Machine Learning Engine Analytic Function Reference

Product
Teradata Vantage
Release Number
8.10
1.1
Published
October 2019
Language
English (United States)
Last Update
2019-12-31
dita:mapPath
ima1540829771750.ditamap
dita:ditavalPath
jsj1481748799576.ditaval
dita:id
B700-4003
lifecycle
previous
Product Category
Teradata Vantage™

The Edges table of an undirected graph can have duplicate rows, because each edge between vertices A and B is represented by two rows—one row has A in the source column and B in the target column, and the other row has B in the source column and A in the target column.
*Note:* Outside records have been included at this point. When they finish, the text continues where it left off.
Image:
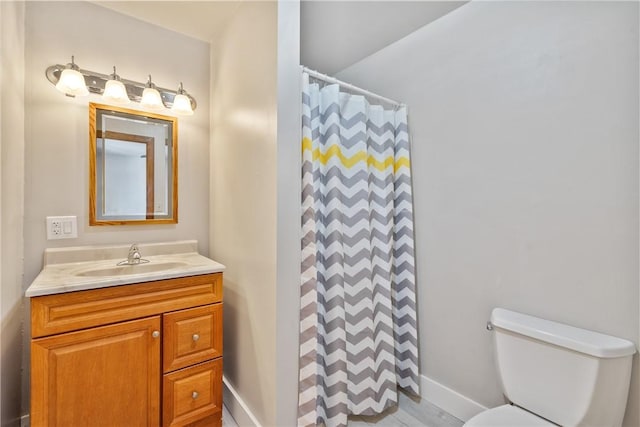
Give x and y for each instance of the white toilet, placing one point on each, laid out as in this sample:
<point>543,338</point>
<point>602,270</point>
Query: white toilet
<point>555,374</point>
Teradata recommends deleting duplicate rows from the Edges table, using this code (where edges_table is the Edges table name):

DROP TABLE copy;

CREATE MULTISET TABLE copy AS (
  SELECT *, ROW_NUMBER() OVER(ORDER BY source, target) rn
  FROM edges_table
) WITH DATA;

DROP TABLE DuplicatesRemoved;

CREATE MULTISET TABLE DuplicatesRemoved AS (
  SELECT * FROM copy
) WITH DATA;

DELETE FROM DuplicatesRemoved WHERE rn IN (
  SELECT a.rn FROM DuplicatesRemoved a
  JOIN Copy b
  ON a.source=b.target AND a.target=b.source AND a.rn < b.rn
);

DROP TABLE Copy;
AllPairsShortestPath DuplicatesRemoved Table Schema
Column Data Type Description
source VARCHAR Source key.
target VARCHAR Target key.
rn INTEGER Row number in edges_table.